Il ruolo degli alimenti contaminati
E di certo anche le pratiche igieniche, come quelle della pastorizzazione: sia la brucellosi, causata da batteri del genere Brucella, sia la tubercolosi bovina, provocata dal batterio Mycobacterium bovis, possono arrivare all’uomo tramite alimenti contaminati, come il latte, oltre che per contatto con animali infetti.
Il consumo di acqua e alimenti contaminati è tra le strade più battute dagli agenti patogeni per raggiungere l’uomo. Il più recente rapporto One Health sulle zoonosi, pubblicato dall’Autorità europea per la sicurezza alimentare (EFSA) e dal Centro europeo per la prevenzione e il controllo delle malattie (ECDC), dimostra che le infezioni più comuni sono quelle provocate dai batteri Campylobacter, Salmonella e Yersinia enterocolitica (qui un riassunto elaborato da Epicentro). Con alcune variazioni del caso, tutte arrivano all’uomo tramite il consumo di acqua e alimenti contaminati (come carne di maiale, pollo, latte e uovo), così come lo è per la trichinellosi causata dal nematode Trichinella.
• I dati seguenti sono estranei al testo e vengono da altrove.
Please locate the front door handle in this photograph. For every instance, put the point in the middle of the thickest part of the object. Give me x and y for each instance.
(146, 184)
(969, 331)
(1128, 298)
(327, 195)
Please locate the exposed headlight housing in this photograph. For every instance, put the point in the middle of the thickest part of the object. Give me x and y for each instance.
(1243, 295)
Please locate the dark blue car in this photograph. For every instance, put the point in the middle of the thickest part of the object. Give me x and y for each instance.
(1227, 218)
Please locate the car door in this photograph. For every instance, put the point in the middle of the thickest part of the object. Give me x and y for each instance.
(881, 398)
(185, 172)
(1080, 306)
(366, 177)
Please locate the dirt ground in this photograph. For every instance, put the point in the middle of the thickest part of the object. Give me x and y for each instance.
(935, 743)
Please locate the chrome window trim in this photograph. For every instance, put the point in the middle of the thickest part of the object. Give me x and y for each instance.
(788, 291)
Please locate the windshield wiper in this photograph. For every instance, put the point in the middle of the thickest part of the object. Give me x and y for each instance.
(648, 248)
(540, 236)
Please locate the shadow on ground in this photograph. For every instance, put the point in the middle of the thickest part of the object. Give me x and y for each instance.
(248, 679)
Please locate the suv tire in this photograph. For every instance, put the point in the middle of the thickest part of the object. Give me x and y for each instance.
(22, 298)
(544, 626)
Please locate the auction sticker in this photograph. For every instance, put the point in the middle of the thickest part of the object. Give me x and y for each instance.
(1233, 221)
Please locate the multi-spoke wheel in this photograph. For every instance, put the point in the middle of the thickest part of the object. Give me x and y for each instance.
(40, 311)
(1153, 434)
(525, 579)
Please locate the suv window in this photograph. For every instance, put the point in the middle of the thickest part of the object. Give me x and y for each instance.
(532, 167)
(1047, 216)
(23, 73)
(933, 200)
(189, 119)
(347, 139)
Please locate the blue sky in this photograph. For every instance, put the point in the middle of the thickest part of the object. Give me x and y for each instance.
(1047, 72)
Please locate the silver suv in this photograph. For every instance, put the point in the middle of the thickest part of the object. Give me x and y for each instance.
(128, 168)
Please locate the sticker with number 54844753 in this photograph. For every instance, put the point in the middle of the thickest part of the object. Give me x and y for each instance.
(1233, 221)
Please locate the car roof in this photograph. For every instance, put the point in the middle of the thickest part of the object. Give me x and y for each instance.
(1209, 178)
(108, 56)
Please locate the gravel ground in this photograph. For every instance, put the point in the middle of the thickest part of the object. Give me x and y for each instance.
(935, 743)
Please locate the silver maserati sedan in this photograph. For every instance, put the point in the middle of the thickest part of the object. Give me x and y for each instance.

Attività di sorveglianza, prevenzione, cura, dialogo tra medici e veterinari, e l’adozione di appropriate norme igieniche rappresentano da sempre i capisaldi nella lotta alle zoonosi. Ma in un’ottica di One Health anche il corretto utilizzo delle armi che abbiamo oggi a disposizione per combattere le infezioni potrebbe aiutare: l’uso indiscriminato di antibiotici rende infatti sempre più difficile combattere le infezioni. Comprese quelle che arrivano dagli animali.